To be nitpicky about vocabulary for a moment, note that you do not expect homoscedasticity of residuals in a binomial model. For a binomial response, the analog to checking residuals in a Guassian model for normality and homoscedasticity is checking the binomial response for over- (or under-) dispersion.

Wow this response was very helpful thanks @jsocolar

Ok so when checking for (over or under- ) dispersion the posterior predictive check can give you insight into this based on how the predictions are distributed around your observed values.

So my follow up question is if your model is showing more under-dispersion than over (meaning the predicted values tend to be lower than the observed values), then what are some techniques to correct for this.

Under-dispersion is not the same thing as predicted values tending to be lower than observed values. Under-dispersion is if predicted values tend to be more variable than observed values (the observed values are under-dispersed compared to binomial sampling).

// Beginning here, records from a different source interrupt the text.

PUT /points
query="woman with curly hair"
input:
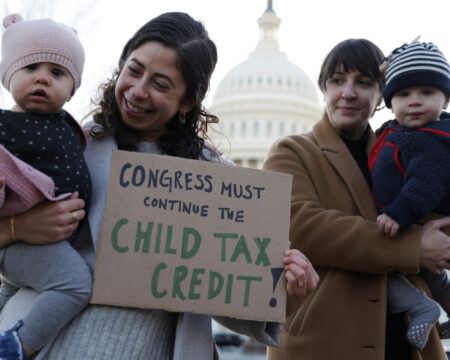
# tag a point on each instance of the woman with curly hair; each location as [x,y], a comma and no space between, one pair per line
[152,104]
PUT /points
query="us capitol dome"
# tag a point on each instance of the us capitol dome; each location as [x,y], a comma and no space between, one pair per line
[262,99]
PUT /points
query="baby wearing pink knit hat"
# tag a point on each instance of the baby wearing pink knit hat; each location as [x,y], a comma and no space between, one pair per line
[26,42]
[41,158]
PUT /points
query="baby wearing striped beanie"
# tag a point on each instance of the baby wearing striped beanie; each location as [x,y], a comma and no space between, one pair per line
[410,170]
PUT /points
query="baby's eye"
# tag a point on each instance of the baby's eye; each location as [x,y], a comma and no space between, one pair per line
[31,67]
[57,72]
[336,80]
[133,70]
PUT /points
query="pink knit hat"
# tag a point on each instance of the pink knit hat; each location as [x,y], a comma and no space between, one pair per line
[26,42]
[24,185]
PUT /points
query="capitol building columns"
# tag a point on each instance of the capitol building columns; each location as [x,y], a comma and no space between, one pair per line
[262,99]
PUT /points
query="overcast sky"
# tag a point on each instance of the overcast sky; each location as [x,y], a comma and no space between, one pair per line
[309,29]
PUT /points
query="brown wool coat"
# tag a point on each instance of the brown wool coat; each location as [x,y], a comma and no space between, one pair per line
[332,222]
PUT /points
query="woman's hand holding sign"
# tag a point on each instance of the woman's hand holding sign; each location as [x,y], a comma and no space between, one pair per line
[301,279]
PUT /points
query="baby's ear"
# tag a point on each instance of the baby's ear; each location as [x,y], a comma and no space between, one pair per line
[11,19]
[447,99]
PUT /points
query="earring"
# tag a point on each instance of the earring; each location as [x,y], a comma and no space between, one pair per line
[182,118]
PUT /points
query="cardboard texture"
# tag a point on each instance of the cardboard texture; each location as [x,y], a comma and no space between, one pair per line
[194,236]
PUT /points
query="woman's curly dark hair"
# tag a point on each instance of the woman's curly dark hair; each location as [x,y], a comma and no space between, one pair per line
[197,55]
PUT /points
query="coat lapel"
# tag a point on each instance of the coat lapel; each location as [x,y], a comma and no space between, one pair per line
[337,153]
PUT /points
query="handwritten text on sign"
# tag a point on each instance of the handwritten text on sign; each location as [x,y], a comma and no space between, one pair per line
[195,236]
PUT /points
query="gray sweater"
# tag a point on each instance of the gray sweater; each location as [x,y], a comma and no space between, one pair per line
[113,333]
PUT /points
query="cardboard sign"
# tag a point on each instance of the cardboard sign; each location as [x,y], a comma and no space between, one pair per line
[194,236]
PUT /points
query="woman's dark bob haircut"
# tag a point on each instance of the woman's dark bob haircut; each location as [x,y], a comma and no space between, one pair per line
[353,55]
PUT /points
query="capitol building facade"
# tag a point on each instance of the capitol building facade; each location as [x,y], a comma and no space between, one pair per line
[262,99]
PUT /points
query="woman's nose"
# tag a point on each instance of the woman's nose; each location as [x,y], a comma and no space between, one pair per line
[348,90]
[139,90]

If you are seeing a clear systematic tendency for underestimation of the observed values, then it is likely that you have prior-data conflict (otherwise, the model would be free to adjust the intercept parameter until it was getting things right on average). If you are seeing a clear tendency to underestimate the values for a subset of points (as in, the posterior predictive distribution completely fails to cover their values, or it mostly fails to cover the values for a lot of points), then it is likely that you have overdispersion instead. That is, binomial sampling variation is too low to reflect the variation contained in your data. In this case, you would expect to see systematic underestimation of some points and systematic overestimation of other points, beyond what should be expected from binomial sampling variation. Remedies include adding more covariates (but only if they actually have explanatory power) and adding more flexible random effects structures, up to and including an observation-level random effect (this can work well when at least some observations involve more than a couple of trials; it leads to non-identifiability if the observations are binary (i.e. one trial each; Bernoulli sampling variation).

If you’re interested in logistic regression from a residual perspective, Roback and Legler cover that in chapter 6. From a pp-check perspective, those plots look spectacular.

You’re asking a big question, which requires a similarly big answer. Consider this book, Statistical Rethinking | Richard McElreath, and its related lecture series, https://www.youtube.com/@rmcelreath/playlists. I can’t overstate how big of a change it is to move away from a conventional ‘test the residuals’ paradigm to a ‘check the posterior predictive distribution to ensure the model is validly answering my research question’ type paradigm.